Heck, for that matter, it’s kind of hard to believe that it’s only been a year since the Dubs traded away Brad Wanamaker. Now please hold me in your thoughts and prayers ... nothing happened to me, I’m just thinking about the Brad Wanamaker era.
Another deadline is fast approaching, with trades being halted for the season on February 10. And the Dubs, as one of the league’s top contenders, will have a lot of eyes focused on them, to see if they can add some extra toppings to an already potent sundae before the postseason rolls around.
Upgrading at the deadline is always a promising sounding thing, unless you’re a bottom-dwelling team like the aforementioned 2019-2020 Warriors, at which point selling off by any means necessary is a sound strategy.
The problem with the Warriors and upgrading is that their 17 players almost all fall into one of the following three categories:
Players that are untouchable
Steph Curry
Draymond Green
Jonathan Kuminga
Jordan Poole
Klay Thompson
Players that the Warriors really, really like, who do not have nearly enough trade value to make the Warriors even think about trading them
Nemanja Bjelica
Andre Iguodala
Kevon Looney
Gary Payton II
Otto Porter Jr.
Andrew Wiggins
James Wiseman
Players that don’t really have any trade value
Chris Chiozza
Damion Lee
Juan Toscano-Anderson
Quinndary Weatherspoon
You can play around with placement if you’d like, as you might not agree with the tiers I put each of those players in.
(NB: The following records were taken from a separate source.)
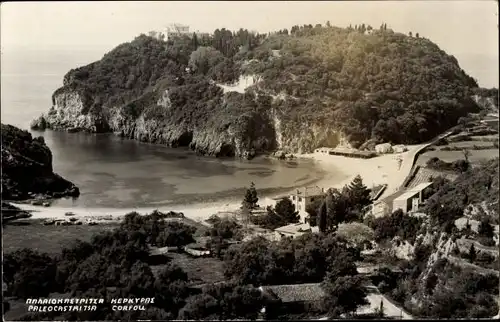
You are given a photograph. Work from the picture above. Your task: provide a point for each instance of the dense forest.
(314, 86)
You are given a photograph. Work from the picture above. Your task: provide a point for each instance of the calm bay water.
(113, 172)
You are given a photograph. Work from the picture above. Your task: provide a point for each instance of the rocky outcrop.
(241, 103)
(27, 168)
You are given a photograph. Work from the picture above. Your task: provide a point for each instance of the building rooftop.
(389, 199)
(407, 195)
(295, 292)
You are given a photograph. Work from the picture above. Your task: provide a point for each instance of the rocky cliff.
(27, 168)
(238, 94)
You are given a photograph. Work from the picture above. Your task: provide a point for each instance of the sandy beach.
(383, 169)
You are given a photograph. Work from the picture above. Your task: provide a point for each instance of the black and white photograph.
(249, 160)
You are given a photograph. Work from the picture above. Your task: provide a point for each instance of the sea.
(112, 172)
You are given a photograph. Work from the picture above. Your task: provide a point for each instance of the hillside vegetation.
(311, 87)
(27, 168)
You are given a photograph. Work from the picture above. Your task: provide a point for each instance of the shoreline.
(382, 169)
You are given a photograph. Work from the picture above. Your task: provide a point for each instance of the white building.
(303, 197)
(400, 148)
(293, 230)
(408, 201)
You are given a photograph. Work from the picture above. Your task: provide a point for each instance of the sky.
(466, 29)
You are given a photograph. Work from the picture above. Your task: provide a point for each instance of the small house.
(352, 153)
(411, 200)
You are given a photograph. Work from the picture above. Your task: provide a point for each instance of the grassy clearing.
(50, 239)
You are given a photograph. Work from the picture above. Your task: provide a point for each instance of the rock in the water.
(27, 169)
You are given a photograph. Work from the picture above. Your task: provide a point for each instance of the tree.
(472, 253)
(195, 41)
(344, 295)
(313, 210)
(485, 229)
(286, 209)
(176, 234)
(251, 199)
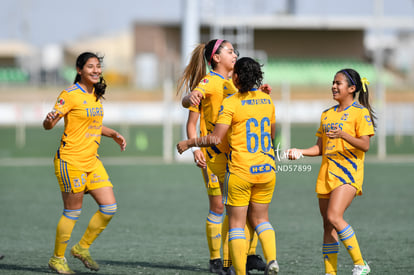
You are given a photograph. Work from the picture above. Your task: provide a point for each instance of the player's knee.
(72, 214)
(109, 209)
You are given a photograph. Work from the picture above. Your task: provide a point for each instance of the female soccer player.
(343, 139)
(207, 93)
(249, 119)
(77, 165)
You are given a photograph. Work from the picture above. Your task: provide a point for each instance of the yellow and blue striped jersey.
(250, 116)
(83, 127)
(214, 88)
(342, 162)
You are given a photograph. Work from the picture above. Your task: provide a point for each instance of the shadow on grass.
(12, 269)
(161, 266)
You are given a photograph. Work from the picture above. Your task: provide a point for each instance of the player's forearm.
(361, 143)
(311, 151)
(205, 141)
(108, 132)
(186, 101)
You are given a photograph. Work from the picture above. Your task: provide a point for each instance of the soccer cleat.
(361, 269)
(60, 265)
(83, 254)
(272, 268)
(216, 266)
(232, 271)
(255, 262)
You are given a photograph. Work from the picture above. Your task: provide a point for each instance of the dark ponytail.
(354, 78)
(100, 87)
(249, 74)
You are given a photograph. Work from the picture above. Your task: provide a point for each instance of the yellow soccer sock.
(213, 233)
(251, 236)
(225, 242)
(330, 257)
(267, 238)
(348, 238)
(238, 249)
(64, 230)
(97, 224)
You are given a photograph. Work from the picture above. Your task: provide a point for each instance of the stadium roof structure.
(313, 22)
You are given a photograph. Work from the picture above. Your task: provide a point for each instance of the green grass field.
(160, 223)
(159, 226)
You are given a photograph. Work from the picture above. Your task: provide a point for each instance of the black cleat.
(255, 262)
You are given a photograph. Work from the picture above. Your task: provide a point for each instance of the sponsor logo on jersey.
(345, 116)
(60, 102)
(262, 168)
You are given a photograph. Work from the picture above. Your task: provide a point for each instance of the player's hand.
(195, 98)
(294, 153)
(120, 140)
(334, 133)
(51, 119)
(182, 146)
(266, 88)
(51, 116)
(199, 159)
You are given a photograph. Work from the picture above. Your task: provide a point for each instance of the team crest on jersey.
(368, 119)
(204, 81)
(345, 117)
(60, 101)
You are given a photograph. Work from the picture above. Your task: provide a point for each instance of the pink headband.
(216, 46)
Perhaps Poole and Kuminga are in the second tier, or perhaps Looney and Wiggins and Wiseman are in the first, or maybe Lee and JTA are in the second.
That part doesn’t matter. What matters is that, wherever you choose to place them, 16 of the Warriors 17 players fit into one of those tiers that all but assures they’ll still be wearing a Golden State jersey when February 11 rolls around.
That leaves just one player: Moses Moody.
Moody doesn’t fall into a box titled, Trade this guy STAT!!! Instead, he pops in one labeled, Well dude, we just don’t know.
Do the Dubs view Moody as a part of the future franchise quartet, along with Poole, Kuminga, and Wiseman, and thus have him placed behind velvet ropes? We don’t know.
Does the league see Moody’s lack of playing time (190 total minutes) and unsuccessful shooting numbers (5-for-34 from distance) as an indictment that virtually eliminates his trade value? We don’t know.
Even if we assume that the Warriors are open to trading Moody and that the league values him, it’s hard to find an available impact player who matches Moody’s $3.5 million contract, which would be necessary to make a deal work.
There’s a reason that, when offseason trades were devised, rumored, and debated on, most either involved Wiggins’ contract (to make a trade for a star work), or Looney’s and/or multiple rookie deals (to bump up the total package to a mid-range cost). Want a bench spark plug to lead the second unit when Curry rests? Moody doesn’t get you anywhere near Eric Gordon’s $18.9 million. How about an offensively-talented center to share duties with Looney? Good luck finding the $9.5 million that Montrezl Harrell is owed.
There are smaller names on more modestly-priced deals — Kenrich Williams comes to mind — but the Warriors are already having a hard enough time finding minutes for all their players, and that’s with injuries to Green, Wiseman, and Iguodala. It’s hard to imagine them trading an intriguing, cost-controlled rookie for another player to battle for the ninth or tenth spot on the bench.
The bad news is this means you can expect the Warriors to be fully silent at the trade deadline this year. The good news is that it sure beats what happened the last two years.